Spatial positioning has long been a challenging aspect for text-to-image models, though recent improvements on benchmarks such as GenEval’s positioning task suggest that this problem may be nearing resolution. We find that this is not the case. When evaluated on more challenging positional prompts involving multiple objects or more complex relationships, even state-of-the-art models fail to generalize reliably. To support the next generation of text-to-image models, we introduce a new benchmark—PosEval—comprising five positional tasks designed to extend and better evaluate spatial understanding capabilities. Building on this, we also propose Stitch, a layout control method designed to reduce artifacts in transformer-based models.
In concept-based explainability methods such as Concept Bottleneck Models, the reliability of the explanations depends critically on the assumption that the model accurately detects the intended concepts. However, this can be fundamentally difficult to test: how can we tell whether the model is truly detecting the blue crown on the blue jay, rather than relying on some other spurious cue, if no such bird exists—a blue jay with a differently colored crown—to serve as a comparison? We address this by generating synthetic images of existing classes in which a single concept is selectively modified, allowing us to evaluate concept-based models under controlled conditions. We find that these models do not behave as intended: they often hallucinate the original attribute, suggesting reliance on spurious features rather than genuinely interpretable representations.

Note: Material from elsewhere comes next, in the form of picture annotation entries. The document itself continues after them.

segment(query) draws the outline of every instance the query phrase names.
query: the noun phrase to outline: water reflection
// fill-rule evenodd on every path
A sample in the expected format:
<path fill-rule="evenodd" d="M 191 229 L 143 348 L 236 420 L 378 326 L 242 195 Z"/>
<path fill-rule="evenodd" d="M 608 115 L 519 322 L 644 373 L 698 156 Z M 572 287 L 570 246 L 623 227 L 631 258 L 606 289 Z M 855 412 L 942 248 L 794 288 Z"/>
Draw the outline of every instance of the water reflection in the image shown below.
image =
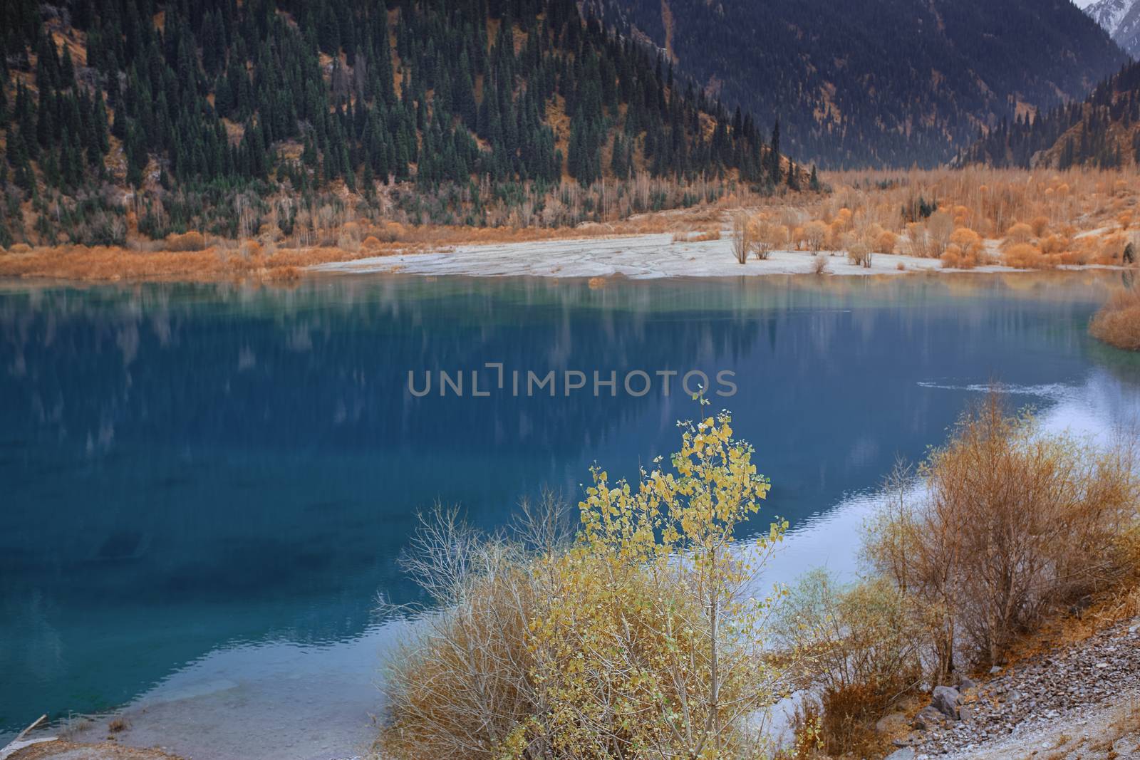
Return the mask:
<path fill-rule="evenodd" d="M 595 459 L 632 474 L 667 453 L 693 409 L 677 393 L 417 399 L 409 369 L 730 369 L 739 392 L 724 406 L 773 480 L 772 510 L 815 525 L 838 557 L 852 528 L 833 521 L 855 513 L 837 505 L 938 442 L 971 386 L 1001 379 L 1093 428 L 1125 415 L 1140 367 L 1085 334 L 1118 286 L 1105 273 L 8 287 L 0 732 L 122 704 L 211 652 L 355 646 L 378 630 L 377 590 L 415 593 L 394 557 L 416 507 L 457 501 L 502 524 L 542 484 L 577 496 Z M 820 551 L 790 553 L 787 572 Z"/>

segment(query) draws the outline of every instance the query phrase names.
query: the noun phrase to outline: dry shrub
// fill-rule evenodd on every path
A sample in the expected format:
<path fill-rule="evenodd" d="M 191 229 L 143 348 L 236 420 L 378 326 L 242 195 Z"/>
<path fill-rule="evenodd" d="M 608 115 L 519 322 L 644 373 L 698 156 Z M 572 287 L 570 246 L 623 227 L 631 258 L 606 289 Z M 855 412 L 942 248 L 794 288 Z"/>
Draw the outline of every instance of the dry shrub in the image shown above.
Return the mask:
<path fill-rule="evenodd" d="M 1140 291 L 1130 287 L 1114 295 L 1089 324 L 1098 341 L 1125 351 L 1140 351 Z"/>
<path fill-rule="evenodd" d="M 1028 243 L 1033 239 L 1033 228 L 1025 222 L 1018 222 L 1013 224 L 1008 230 L 1005 230 L 1005 242 L 1004 245 L 1018 245 L 1021 243 Z"/>
<path fill-rule="evenodd" d="M 800 719 L 816 717 L 829 754 L 868 754 L 876 719 L 921 681 L 928 623 L 885 578 L 840 586 L 808 573 L 785 597 L 776 632 L 811 663 L 801 686 L 819 702 Z"/>
<path fill-rule="evenodd" d="M 896 245 L 898 245 L 898 236 L 890 230 L 882 230 L 874 238 L 874 247 L 872 250 L 876 253 L 894 253 Z"/>
<path fill-rule="evenodd" d="M 804 243 L 812 253 L 819 253 L 828 242 L 828 226 L 814 220 L 804 226 Z"/>
<path fill-rule="evenodd" d="M 925 490 L 896 474 L 864 549 L 931 611 L 936 678 L 955 657 L 999 661 L 1047 613 L 1119 578 L 1105 548 L 1135 521 L 1132 461 L 1045 434 L 991 392 L 923 464 Z"/>
<path fill-rule="evenodd" d="M 182 235 L 174 235 L 171 232 L 166 236 L 165 245 L 163 246 L 166 251 L 202 251 L 206 247 L 205 238 L 202 237 L 202 232 L 189 231 Z"/>
<path fill-rule="evenodd" d="M 1041 238 L 1037 244 L 1041 247 L 1041 253 L 1045 255 L 1065 253 L 1068 251 L 1070 240 L 1064 235 L 1049 235 Z"/>
<path fill-rule="evenodd" d="M 954 232 L 954 218 L 945 211 L 936 211 L 927 220 L 927 235 L 929 236 L 929 255 L 937 259 L 946 251 L 950 237 Z"/>
<path fill-rule="evenodd" d="M 1002 252 L 1001 261 L 1015 269 L 1052 269 L 1056 263 L 1044 256 L 1041 248 L 1029 243 L 1017 243 Z"/>
<path fill-rule="evenodd" d="M 871 268 L 871 250 L 863 245 L 862 243 L 854 243 L 847 250 L 847 261 L 855 265 L 862 267 L 863 269 Z"/>
<path fill-rule="evenodd" d="M 762 656 L 771 599 L 736 590 L 785 524 L 754 542 L 756 565 L 734 554 L 767 482 L 728 422 L 683 424 L 678 472 L 630 485 L 593 468 L 573 539 L 549 495 L 518 539 L 439 507 L 422 521 L 405 562 L 441 611 L 391 657 L 380 754 L 760 757 L 751 717 L 790 685 Z"/>
<path fill-rule="evenodd" d="M 971 264 L 962 260 L 962 250 L 956 245 L 946 247 L 946 253 L 942 254 L 942 265 L 944 269 L 970 269 Z"/>
<path fill-rule="evenodd" d="M 930 255 L 929 240 L 926 224 L 922 222 L 910 222 L 906 224 L 906 253 L 909 255 L 918 258 Z"/>
<path fill-rule="evenodd" d="M 773 251 L 788 243 L 788 228 L 776 224 L 765 216 L 754 216 L 751 228 L 751 252 L 759 261 L 766 261 Z"/>
<path fill-rule="evenodd" d="M 752 250 L 752 229 L 748 214 L 743 211 L 732 215 L 732 255 L 740 263 L 748 263 Z"/>

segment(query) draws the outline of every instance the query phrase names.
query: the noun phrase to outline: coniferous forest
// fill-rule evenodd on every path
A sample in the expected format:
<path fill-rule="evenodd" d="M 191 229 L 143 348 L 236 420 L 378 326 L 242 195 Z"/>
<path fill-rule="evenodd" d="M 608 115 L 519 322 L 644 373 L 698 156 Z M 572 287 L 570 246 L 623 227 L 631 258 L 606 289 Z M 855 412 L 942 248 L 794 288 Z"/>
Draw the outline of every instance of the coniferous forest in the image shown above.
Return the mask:
<path fill-rule="evenodd" d="M 1070 0 L 588 0 L 826 169 L 933 167 L 1127 58 Z"/>
<path fill-rule="evenodd" d="M 1124 66 L 1084 101 L 1002 121 L 979 134 L 958 163 L 1061 170 L 1140 164 L 1140 64 Z"/>
<path fill-rule="evenodd" d="M 347 197 L 554 226 L 808 181 L 777 125 L 573 0 L 11 0 L 0 30 L 3 245 L 292 235 Z"/>

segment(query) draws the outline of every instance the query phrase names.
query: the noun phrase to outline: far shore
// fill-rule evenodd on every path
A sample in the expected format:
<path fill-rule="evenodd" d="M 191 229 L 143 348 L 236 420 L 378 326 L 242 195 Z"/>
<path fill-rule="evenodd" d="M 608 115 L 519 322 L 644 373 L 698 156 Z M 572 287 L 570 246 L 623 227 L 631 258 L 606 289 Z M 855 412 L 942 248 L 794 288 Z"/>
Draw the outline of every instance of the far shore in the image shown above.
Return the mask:
<path fill-rule="evenodd" d="M 850 263 L 846 252 L 821 251 L 825 262 L 821 276 L 864 277 L 912 272 L 1017 272 L 1035 271 L 1000 264 L 953 269 L 939 259 L 903 254 L 874 254 L 870 267 Z M 331 261 L 307 268 L 314 272 L 406 275 L 463 275 L 471 277 L 592 278 L 624 276 L 629 279 L 675 277 L 739 277 L 763 275 L 815 275 L 816 255 L 808 251 L 773 251 L 768 259 L 750 258 L 741 264 L 732 253 L 727 235 L 720 239 L 675 242 L 668 234 L 583 237 L 523 243 L 458 245 L 449 250 L 394 253 L 383 256 Z M 1059 267 L 1060 270 L 1117 269 L 1098 264 Z"/>

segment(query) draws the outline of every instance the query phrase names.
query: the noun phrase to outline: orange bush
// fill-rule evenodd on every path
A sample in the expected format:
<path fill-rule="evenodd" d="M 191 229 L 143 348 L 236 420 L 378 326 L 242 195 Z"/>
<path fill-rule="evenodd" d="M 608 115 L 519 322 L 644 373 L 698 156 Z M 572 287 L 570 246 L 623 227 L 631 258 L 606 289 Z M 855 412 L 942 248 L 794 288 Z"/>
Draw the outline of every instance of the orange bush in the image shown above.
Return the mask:
<path fill-rule="evenodd" d="M 1005 230 L 1005 245 L 1028 243 L 1033 237 L 1033 228 L 1025 222 L 1018 222 Z"/>
<path fill-rule="evenodd" d="M 894 253 L 898 245 L 898 236 L 890 230 L 882 230 L 874 239 L 876 253 Z"/>
<path fill-rule="evenodd" d="M 1117 349 L 1140 351 L 1140 291 L 1133 287 L 1113 296 L 1092 318 L 1089 333 Z"/>
<path fill-rule="evenodd" d="M 1015 269 L 1052 269 L 1054 262 L 1041 253 L 1041 248 L 1028 243 L 1011 245 L 1002 254 L 1002 263 Z"/>

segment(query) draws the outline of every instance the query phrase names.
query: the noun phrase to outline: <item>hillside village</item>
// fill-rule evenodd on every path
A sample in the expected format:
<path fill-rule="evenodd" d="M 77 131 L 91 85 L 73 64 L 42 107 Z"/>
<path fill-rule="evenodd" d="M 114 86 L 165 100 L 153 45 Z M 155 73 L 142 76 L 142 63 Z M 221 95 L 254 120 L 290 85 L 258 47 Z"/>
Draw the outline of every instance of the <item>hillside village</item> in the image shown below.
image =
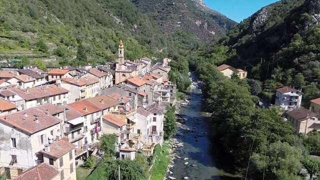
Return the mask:
<path fill-rule="evenodd" d="M 76 180 L 89 156 L 101 158 L 104 134 L 116 136 L 120 159 L 150 156 L 164 144 L 164 113 L 176 102 L 171 60 L 152 64 L 124 54 L 120 40 L 117 61 L 106 66 L 2 68 L 0 170 L 7 179 Z"/>

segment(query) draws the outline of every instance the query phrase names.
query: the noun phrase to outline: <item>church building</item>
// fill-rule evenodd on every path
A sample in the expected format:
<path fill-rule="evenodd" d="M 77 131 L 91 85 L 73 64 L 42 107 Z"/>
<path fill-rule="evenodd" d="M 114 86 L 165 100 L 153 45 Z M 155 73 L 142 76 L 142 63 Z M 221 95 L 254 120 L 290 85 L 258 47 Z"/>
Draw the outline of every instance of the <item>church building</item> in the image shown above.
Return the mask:
<path fill-rule="evenodd" d="M 136 66 L 126 63 L 124 43 L 122 40 L 120 40 L 119 42 L 118 60 L 116 64 L 114 74 L 116 84 L 124 82 L 129 78 L 138 75 Z"/>

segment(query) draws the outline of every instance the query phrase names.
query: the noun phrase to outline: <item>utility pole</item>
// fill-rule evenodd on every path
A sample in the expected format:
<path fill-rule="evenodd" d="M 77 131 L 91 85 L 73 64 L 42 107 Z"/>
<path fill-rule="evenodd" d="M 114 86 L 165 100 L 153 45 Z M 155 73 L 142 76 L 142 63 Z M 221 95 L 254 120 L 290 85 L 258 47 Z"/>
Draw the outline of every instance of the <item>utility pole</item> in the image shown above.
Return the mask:
<path fill-rule="evenodd" d="M 119 165 L 119 166 L 118 167 L 118 176 L 119 177 L 119 180 L 121 180 L 120 179 L 120 165 Z"/>

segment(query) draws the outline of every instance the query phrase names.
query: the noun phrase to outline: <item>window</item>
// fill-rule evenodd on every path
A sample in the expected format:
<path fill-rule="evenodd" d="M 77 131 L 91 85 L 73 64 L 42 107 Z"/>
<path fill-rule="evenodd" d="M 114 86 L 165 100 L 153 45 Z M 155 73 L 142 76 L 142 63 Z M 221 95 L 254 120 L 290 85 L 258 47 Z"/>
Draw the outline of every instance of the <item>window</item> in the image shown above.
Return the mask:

As image generation models continue to improve in quality, it becomes increasingly feasible to reduce data curation costs by using them to generate synthetic training data for classifiers. However, this approach can be ineffective when the generation model lacks a sufficient understanding of the target classes. We find that when few-shot samples are available, using them to fine-tune the generative model before generating training images is highly effective for improving its understanding of the base classes, significantly boosting the accuracy of the final trained classifier.